Im Schmerzensgeldprozess einer Missbrauchsbetroffenen gegen das Erzbistum Köln wird nicht wie geplant am Dienstag eine Entscheidung gefällt. Der Verkündungstermin sei aufgehoben worden, teilte das Landgericht Köln am Mittwoch mit. Stattdessen werde die mündliche Verhandlung wiedereröffnet. Die Klägerseite habe in der Zwischenzeit einen neuen Schriftsatz vorgelegt. Das beklagte Erzbistum habe nun Zeit für eine Stellungnahme.
Die 57-Jährige Betroffene war Pflegetochter des 2022 wegen mehrfachen Missbrauchs zu zwölf Jahren Haft verurteilten Priesters U. und wurde von ihm mehrfach vergewaltigt. Sie verlangt rund 850.000 Euro. In dem Verfahren geht es um die grundsätzliche Frage, ob die Amtshaftung des Erzbistums nicht nur den dienstlichen, sondern auch den privaten Bereich eines Priesters umfasst.
Der Vorsitzende Richter Jörg Michael Bern ließ erkennen, dass das Erzbistum nur dann als Dienstherr von Priester U. für dessen Taten zu belangen sei, wenn diese im Rahmen seines Dienstes ausgeführt wurden. Im konkreten Fall habe aber nicht das Erzbistum dem Priester die Obhut über die Klägerin und ein weiteres Pflegekind überlassen, sondern das zuständige Jugendamt.

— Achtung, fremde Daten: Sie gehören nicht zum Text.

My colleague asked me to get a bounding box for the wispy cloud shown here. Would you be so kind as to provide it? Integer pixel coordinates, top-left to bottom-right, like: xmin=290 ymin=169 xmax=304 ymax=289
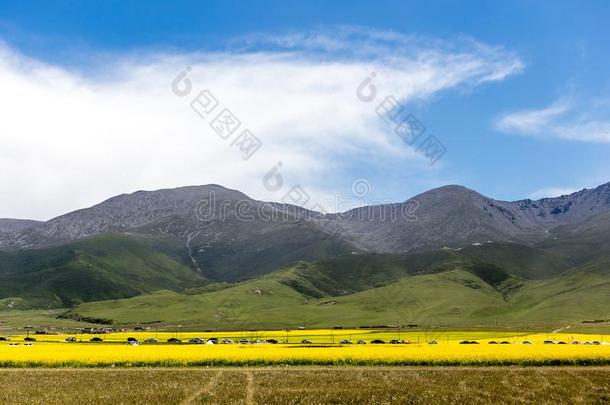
xmin=495 ymin=99 xmax=610 ymax=142
xmin=0 ymin=28 xmax=523 ymax=218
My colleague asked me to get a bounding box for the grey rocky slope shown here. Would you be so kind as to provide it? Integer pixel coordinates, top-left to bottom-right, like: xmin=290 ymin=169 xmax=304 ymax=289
xmin=0 ymin=184 xmax=610 ymax=278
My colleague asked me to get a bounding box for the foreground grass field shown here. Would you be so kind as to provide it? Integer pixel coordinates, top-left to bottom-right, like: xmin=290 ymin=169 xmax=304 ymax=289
xmin=0 ymin=367 xmax=610 ymax=405
xmin=0 ymin=330 xmax=610 ymax=367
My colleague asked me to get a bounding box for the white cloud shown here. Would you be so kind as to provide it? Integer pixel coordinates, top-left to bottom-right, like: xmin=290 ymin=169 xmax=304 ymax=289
xmin=495 ymin=100 xmax=610 ymax=142
xmin=0 ymin=29 xmax=522 ymax=219
xmin=528 ymin=187 xmax=578 ymax=200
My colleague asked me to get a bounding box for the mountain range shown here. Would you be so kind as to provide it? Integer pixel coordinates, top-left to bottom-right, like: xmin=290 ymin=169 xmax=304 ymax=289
xmin=0 ymin=183 xmax=610 ymax=327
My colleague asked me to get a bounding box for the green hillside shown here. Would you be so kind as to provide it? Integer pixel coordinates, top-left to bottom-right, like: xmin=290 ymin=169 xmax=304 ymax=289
xmin=64 ymin=246 xmax=610 ymax=329
xmin=0 ymin=235 xmax=205 ymax=308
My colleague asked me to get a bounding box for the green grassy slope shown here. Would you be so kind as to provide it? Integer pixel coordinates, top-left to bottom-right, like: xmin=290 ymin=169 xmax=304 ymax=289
xmin=0 ymin=235 xmax=205 ymax=308
xmin=66 ymin=251 xmax=610 ymax=329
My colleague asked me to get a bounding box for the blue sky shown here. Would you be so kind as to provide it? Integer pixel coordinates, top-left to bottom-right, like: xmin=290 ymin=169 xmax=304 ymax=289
xmin=0 ymin=0 xmax=610 ymax=219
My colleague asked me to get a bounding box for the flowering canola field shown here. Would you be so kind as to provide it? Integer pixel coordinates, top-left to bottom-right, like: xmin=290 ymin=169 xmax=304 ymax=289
xmin=0 ymin=330 xmax=610 ymax=367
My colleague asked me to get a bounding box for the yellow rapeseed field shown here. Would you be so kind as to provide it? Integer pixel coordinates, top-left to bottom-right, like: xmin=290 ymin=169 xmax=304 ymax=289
xmin=0 ymin=330 xmax=610 ymax=367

Anwälte der Klägerin widersprechen
Die Anwälte der Frau argumentieren dagegen, dass der frühere Kölner Erzbischof Joseph Höffner das Pflege-Verhältnis genehmigt habe und ein Priester nach katholischem Selbstverständnis immer im Dienst sei. Klägeranwalt Eberhard Luetjohann fragte: "Wann ist der Vergewaltiger Priester und wann ist er nicht Priester?" Die Klägerseite hatte bis zum 27. August Zeit, zu den strittigen Punkten Stellung zu nehmen. Zudem wollte das Gericht dem Vorwurf nachgehen, das Erzbistum habe von Übernachtungen der damals 12-Jährigen im Priesterseminar in einem Zimmer mit dem Täter gewusst.
Im vergangenen Jahr hatte das Kölner Landgericht in einem anderen Schmerzensgeldprozess gegen das Erzbistum Köln ein wegweisendes Urteil gefällt: Einem früheren missbrauchten Messdiener sprach es 300.000 Euro zu. Das ist die bislang höchste Schmerzensgeldsumme, die ein deutsches Gericht einem Opfer sexualisierter Gewalt in der Kirche zuerkannt hat. Seitdem haben mehrere Missbrauchsbetroffene auf Schmerzensgeld geklagt - teils mit und teils ohne Erfolg.